John 11: 1 – 7
“Now a man named Lazarus was sick. He was from Bethany, the village of Mary and her sister Martha. (This Mary, whose brother Lazarus now lay sick, was the same one who poured perfume on the Lord and wiped his feet with her hair.) So the sisters sent word to Jesus, “Lord, the one you love is sick.”
When he heard this, Jesus said, “This sickness will not end in death. No, it is for God’s glory so that God’s Son may be glorified through it.” Now Jesus loved Martha and her sister and Lazarus. So when he heard that Lazarus was sick, he stayed where he was two more days, and then he said to his disciples, “Let us go back to Judea.”
We’re going to spend a few days with this familiar story of the sickness, death, and raising of Lazarus. This story comes as the heat on Jesus from the religious leaders is intensifying. They have already tried to stone him. The time of his passion is near.
Let’s notice the way that love finds its way into the story. First, the sisters send word to Jesus that the “one that he loves is sick”. At first blush this might sound rather passive aggressive. “Remember Jesus – you love our brother – so we need you to show up!” But given the closeness of the relationship between Jesus and the siblings, it is more likely that in their worry and concern, they want to invite Jesus into the intimacy of their need.
Next, the narrator of the text intentionally informs us that Jesus loved the siblings. Love weaves the characters together. And lest we wonder if Jesus has callously chosen to stay two days after hearing the news, emphasis is put on the love shared. Sometimes loving another is painful. And Jesus must have carried the weight of waiting and its impact on the siblings heavy on his heart.
I have always appreciated how Martha is named as being loved by Jesus. So often Martha gets a bad rap for being the one who was busy serving and asking Jesus to tell Mary to help her. But Martha shows up in this story as named and given special affirmation.
This story – one of waiting, loss, confusion is none-the-less marked by love and care.
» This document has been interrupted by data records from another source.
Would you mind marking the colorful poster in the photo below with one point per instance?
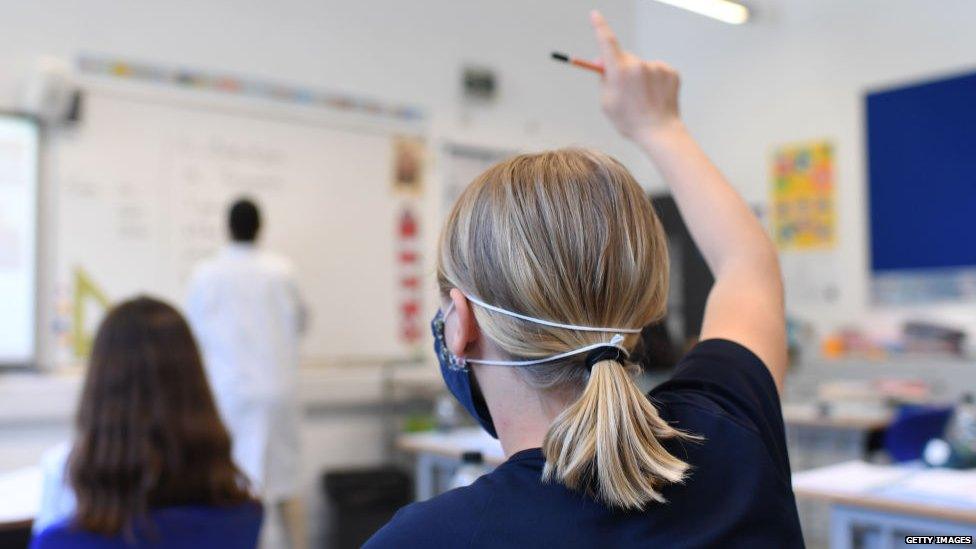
(408, 165)
(803, 211)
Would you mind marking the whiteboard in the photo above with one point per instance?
(144, 187)
(18, 239)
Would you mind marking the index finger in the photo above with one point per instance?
(610, 49)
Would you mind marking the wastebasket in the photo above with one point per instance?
(363, 500)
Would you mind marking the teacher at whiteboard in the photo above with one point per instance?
(246, 310)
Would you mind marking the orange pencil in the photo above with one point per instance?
(583, 64)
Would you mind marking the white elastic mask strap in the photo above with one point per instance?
(551, 323)
(615, 341)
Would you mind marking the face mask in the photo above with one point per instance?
(457, 376)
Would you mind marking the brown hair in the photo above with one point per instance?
(148, 432)
(569, 236)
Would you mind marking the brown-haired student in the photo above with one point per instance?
(150, 464)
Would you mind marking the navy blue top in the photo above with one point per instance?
(191, 527)
(738, 493)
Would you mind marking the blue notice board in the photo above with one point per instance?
(921, 142)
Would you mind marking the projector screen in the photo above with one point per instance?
(18, 239)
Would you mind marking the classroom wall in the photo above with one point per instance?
(799, 71)
(402, 51)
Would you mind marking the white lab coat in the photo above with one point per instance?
(57, 498)
(248, 316)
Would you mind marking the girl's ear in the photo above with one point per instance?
(464, 329)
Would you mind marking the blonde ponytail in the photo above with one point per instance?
(608, 443)
(570, 236)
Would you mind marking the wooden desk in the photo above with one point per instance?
(878, 505)
(438, 454)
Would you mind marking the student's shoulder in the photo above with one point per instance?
(721, 375)
(447, 520)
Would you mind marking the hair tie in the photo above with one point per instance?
(606, 352)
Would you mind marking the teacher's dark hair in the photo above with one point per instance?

In the inevitable times when we question where God is when we hurt, when we grieve, when we need divine intervention, let us remember how intentionally love marks such times.
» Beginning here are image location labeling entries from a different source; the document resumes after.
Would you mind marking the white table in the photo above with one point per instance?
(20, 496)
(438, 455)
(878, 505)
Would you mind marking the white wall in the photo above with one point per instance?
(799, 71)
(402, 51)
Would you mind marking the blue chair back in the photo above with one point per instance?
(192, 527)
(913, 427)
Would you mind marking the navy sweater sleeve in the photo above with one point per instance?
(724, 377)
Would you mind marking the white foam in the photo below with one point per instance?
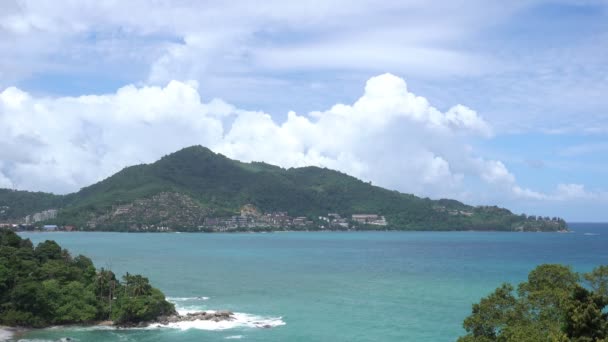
(5, 335)
(240, 320)
(186, 299)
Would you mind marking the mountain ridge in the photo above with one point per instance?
(205, 186)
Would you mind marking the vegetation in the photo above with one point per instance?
(553, 305)
(219, 186)
(45, 286)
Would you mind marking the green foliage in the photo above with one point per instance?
(221, 186)
(551, 306)
(17, 204)
(45, 286)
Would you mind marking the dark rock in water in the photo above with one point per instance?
(218, 316)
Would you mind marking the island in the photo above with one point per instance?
(45, 286)
(197, 190)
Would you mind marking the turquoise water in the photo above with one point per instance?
(360, 286)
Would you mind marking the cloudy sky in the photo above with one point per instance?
(488, 102)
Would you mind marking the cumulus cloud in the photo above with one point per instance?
(389, 136)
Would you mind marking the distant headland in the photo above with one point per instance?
(195, 190)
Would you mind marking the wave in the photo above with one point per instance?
(186, 299)
(241, 320)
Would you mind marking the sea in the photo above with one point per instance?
(323, 286)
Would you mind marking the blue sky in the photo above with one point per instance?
(88, 87)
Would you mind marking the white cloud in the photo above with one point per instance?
(389, 136)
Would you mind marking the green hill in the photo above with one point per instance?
(184, 190)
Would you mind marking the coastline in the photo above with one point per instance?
(8, 333)
(306, 231)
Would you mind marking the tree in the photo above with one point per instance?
(551, 306)
(44, 286)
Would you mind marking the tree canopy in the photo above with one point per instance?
(45, 286)
(554, 305)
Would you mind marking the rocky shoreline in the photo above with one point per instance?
(213, 316)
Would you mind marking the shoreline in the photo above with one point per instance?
(9, 333)
(303, 231)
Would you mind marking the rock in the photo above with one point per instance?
(222, 315)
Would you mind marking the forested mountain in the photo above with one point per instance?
(181, 190)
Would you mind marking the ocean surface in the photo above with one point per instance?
(332, 286)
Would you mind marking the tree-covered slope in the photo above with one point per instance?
(221, 186)
(44, 285)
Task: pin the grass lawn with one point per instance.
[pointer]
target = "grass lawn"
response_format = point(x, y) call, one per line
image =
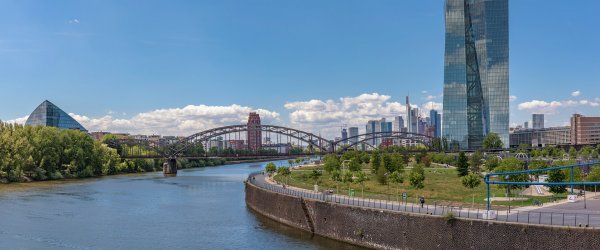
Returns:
point(442, 186)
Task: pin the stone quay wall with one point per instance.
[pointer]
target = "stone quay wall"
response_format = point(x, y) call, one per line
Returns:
point(381, 229)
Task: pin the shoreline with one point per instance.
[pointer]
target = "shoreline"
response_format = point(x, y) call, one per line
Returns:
point(12, 187)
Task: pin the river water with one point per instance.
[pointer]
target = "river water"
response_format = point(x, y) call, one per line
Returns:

Do you remember the first time you heard this story of Lazarus? What struck you about the story?
Think of a time when you longed to sense God’s presence, protection, or provision – and wondered where God was. Looking back, how do you see that time now?
We confess that it is easy for us to assume a lack of love when it seems you are absent or silent God. Stir up in us the faith to know that your love is always with us – even when it feels like it isn’t. Keep us in your grace. Amen.